Their vision of childhood in the 1980s is a romantic fantasy; through the era’s cultural detritus, they have sampled their childhood, or rather, an ideal of their childhood, and created a new kind of dreaming about their boyhood selves. Even the setting – Hawkins, Indiana – is imaginary, yet fleshed out with the kind of detail that saves it from being generic.
Stranger Things is a mythic pastiche of the most lasting pop culture impressions of the 1980s – an homage of homages, a zooming black hole of collaged parallel universes. It’s not the only program structured in this way. The New Yorker’s Troy Patterson says that Rick and Morty, the animated anti-comedy currently embroiled in fan-PR disaster, “supplies an artful answer to the question of what follows postmodernism: a decadent regurgitation of all its tropes, all at once, leavened by some humanistic wistfulness.” The difference in Stranger Things is that in Will and his friends, we sense cyphers for the Duffer Brothers themselves – the 1980s throwback is personal.

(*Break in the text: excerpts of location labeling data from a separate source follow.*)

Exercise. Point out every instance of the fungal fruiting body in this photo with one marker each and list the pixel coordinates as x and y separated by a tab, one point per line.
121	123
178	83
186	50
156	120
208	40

What’s so significant is that the pop culture references in Stranger Things are so faithfully resurrected that you don’t have to have experienced boyhood in the 1980s to connect to the story’s universe: they feel right, because they build toward a world that speaks to that tenuous space between childhood and adulthood. At its ebbs, Stranger Things feels bingeable and relaxing after a long dull day, and at its best, it feels like seeing one of your parents cry for the first time.
Strangest of all is that fact that if you look beyond the screen of Stranger Things, the 1980s wasn’t such a lovely era. The Duffer Brothers have carefully omitted a wealth of other cultural and political references from their wonderful, hermetic world: those belonging to the Cold War atmosphere, rank with nuclear fears and geopolitical rupture. Absent are the real horrors of the adult world, steeped in a brazenly conservative fog.
After all, 1984 was the year of Indian Prime Minister Indira Ghandi’s assassination, the year that the USSR boycotted the Los Angeles Olympic Games, that seventy US banks failed as the economy sunk into recession, that the contested superpower encountered its first ever bio-terrorism attack. So why do we look back on that time with such an affectionate form of nostalgia?
Will Eleven and Will and co encounter news of the Chernobyl catastrophe, the Space Shuttle Challenger disaster, the Ashland oil spill or the Unabomber as a new figure of domestic terrorism? Will they watch War Games, the 1983 sci-fi in which a teenaged video-gamer (Matthew Broderick) almost starts a nuclear war by hacking a military computer?
There is one recurring image in the first four episodes – a front yard election sign for ‘Bush/Reagan 1984’ – that gestures to the some of the era’s greater, realer monsters. Perhaps it’s a sign of unexplored things to come – that the It-like monsters of the nerdgang’s universe will be thrown into collision with more grownup realisations of the darker aspects of the 80s.
As phantasmal as the world of Hawkins, Indiana is, it’s a place we evidently prefer to the present. Stranger Things tells us that we can go home again – comfort in the monsters of childhood is the message of the moment. This is a time to think about the past, to return to some mythical place rosier than today, with romantic heroes whose adolescence is on the brink.
Stranger Things Season 2 is now streaming on Netflix.